In most regulated and aerospace environments, a full replacement of existing MES, ERP, PLM, or QMS to “fix FAI” is rarely practical. Long equipment lifecycles, validation burden, downtime risk, and integration complexity usually force a coexistence approach:

  • FAI as a focused layer, not a new monolith
    • Use FAI software as a specialized layer that sits on top of or alongside existing systems.
    • Integrate selectively (for example, part master and revision from PLM, work-order from ERP, inspection results from MES), rather than trying to connect everything on day one.
  • Respecting validation and change control
    • Treat FAI tooling as part of your validated quality system where required.

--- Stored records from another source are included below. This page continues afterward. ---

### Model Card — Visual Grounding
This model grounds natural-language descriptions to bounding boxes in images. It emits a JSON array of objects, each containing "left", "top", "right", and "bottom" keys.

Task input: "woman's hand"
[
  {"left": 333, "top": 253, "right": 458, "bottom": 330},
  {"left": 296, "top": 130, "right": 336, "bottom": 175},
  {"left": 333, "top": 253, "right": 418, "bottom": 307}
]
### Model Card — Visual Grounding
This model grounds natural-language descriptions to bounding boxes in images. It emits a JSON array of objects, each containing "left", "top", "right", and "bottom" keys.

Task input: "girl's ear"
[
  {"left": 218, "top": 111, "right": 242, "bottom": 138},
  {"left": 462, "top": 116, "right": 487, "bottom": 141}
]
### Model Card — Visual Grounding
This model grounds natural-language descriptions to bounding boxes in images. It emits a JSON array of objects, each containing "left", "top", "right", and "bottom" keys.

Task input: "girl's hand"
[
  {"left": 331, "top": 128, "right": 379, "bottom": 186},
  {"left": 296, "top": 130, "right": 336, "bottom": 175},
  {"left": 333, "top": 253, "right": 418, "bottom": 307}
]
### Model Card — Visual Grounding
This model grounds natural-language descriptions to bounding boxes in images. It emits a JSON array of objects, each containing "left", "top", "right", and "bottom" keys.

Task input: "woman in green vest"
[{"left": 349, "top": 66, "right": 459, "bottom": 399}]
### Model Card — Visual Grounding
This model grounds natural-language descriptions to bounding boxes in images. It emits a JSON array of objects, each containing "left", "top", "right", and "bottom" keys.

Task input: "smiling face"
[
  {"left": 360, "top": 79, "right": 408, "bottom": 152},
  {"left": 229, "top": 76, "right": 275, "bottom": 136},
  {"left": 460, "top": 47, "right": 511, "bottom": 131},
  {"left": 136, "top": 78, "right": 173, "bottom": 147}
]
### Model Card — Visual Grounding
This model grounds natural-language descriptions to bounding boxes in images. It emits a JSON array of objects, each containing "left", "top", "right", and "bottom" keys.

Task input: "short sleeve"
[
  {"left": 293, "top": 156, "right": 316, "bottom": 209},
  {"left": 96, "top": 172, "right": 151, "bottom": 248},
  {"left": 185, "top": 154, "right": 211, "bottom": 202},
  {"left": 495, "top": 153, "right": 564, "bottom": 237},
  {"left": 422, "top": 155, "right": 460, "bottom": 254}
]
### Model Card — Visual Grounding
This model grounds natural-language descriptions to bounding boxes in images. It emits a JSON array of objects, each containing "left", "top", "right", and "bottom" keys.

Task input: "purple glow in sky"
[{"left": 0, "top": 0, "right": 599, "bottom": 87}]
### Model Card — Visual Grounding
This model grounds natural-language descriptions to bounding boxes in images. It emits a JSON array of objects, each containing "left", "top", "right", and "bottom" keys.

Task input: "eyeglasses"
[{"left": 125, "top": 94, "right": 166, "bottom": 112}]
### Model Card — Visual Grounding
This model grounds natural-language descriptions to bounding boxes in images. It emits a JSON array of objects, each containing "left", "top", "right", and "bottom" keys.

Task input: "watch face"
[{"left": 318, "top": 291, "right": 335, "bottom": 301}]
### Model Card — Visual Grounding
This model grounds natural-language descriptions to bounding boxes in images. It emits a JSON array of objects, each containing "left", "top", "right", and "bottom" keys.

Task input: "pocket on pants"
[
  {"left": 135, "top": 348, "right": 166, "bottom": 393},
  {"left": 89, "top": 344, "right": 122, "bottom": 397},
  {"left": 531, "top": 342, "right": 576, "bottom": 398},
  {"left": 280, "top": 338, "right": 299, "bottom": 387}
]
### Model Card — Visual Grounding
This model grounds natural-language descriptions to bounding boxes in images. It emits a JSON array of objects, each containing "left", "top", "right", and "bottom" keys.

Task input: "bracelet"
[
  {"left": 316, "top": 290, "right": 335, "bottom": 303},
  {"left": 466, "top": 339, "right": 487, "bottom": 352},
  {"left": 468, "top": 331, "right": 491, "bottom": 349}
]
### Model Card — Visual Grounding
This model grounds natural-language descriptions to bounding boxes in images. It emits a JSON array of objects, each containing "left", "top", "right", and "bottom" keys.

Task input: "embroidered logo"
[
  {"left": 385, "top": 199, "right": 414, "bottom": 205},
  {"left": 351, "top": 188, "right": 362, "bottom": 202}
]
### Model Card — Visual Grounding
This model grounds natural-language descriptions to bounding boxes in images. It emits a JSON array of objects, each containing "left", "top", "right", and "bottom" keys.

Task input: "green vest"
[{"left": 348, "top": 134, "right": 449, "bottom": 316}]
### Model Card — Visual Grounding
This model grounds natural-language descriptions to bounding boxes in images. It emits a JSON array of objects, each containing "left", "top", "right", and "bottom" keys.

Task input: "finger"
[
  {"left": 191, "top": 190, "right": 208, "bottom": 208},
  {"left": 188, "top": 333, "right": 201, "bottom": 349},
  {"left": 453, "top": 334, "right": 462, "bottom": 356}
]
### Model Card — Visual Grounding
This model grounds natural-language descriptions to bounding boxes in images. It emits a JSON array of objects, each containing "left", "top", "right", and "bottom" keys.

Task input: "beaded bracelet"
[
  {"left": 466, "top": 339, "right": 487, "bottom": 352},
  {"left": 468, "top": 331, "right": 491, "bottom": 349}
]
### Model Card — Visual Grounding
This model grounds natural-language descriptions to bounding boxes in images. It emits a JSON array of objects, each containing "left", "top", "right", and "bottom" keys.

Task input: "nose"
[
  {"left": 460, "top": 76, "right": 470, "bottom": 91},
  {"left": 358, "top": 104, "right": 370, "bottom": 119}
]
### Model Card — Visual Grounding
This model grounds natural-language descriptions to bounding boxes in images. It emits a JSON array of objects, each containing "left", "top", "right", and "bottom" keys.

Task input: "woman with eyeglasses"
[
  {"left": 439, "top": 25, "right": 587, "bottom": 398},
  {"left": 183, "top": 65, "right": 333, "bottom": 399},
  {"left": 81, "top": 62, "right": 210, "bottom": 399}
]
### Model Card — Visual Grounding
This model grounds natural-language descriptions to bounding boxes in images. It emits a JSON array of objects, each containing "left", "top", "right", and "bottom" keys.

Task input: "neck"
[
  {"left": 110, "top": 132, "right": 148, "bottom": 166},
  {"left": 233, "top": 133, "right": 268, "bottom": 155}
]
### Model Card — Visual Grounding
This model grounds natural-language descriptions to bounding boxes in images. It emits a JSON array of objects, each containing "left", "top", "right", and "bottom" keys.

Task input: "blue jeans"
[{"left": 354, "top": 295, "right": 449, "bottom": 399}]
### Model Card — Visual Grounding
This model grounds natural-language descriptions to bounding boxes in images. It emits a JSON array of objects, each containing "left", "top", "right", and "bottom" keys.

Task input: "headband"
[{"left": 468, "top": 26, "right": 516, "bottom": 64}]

That often means formal requirements, testing, and documented change management.
    • Avoid constant configuration churn; stabilize templates and workflows before scaling across programs or sites.
  • Phased rollout to contain risk
    • Start with a limited set of programs, suppliers, or part families and verify that digital FAI outputs are accepted by customers and auditors.
    • Use early phases to uncover master data issues, missing specs, and tribal workflows before broad deployment.

Key dependencies and tradeoffs

Software can materially reduce FAI cycle time and rework, but it is not a substitute for sound engineering and quality fundamentals. When planning improvements, consider these dependencies:

  • Data quality and ownership: If part masters, drawings, and specifications are inconsistent or scattered, FAI software will mainly surface those problems, not solve them. Clarify who owns what data and how revisions flow.
  • Process maturity: Plants with highly variable, ad-hoc FAI practices will need to standardize on a baseline process before a tool can be effective across programs or sites.
  • Supplier capability: Electronic FAI only works end-to-end if key suppliers can participate. Some suppliers may stay on paper longer, requiring hybrid workflows and additional oversight.
  • IT and cybersecurity constraints: Export controls, customer data residency requirements, and secure connectivity to portals all limit architecture options. These constraints should be understood before selecting or deploying an FAI solution.

When these realities are acknowledged up front, FAI-focused software can shift effort from clerical activity and rework to actual quality and process improvement, without trying to replace core systems that are already qualified and embedded in your operation.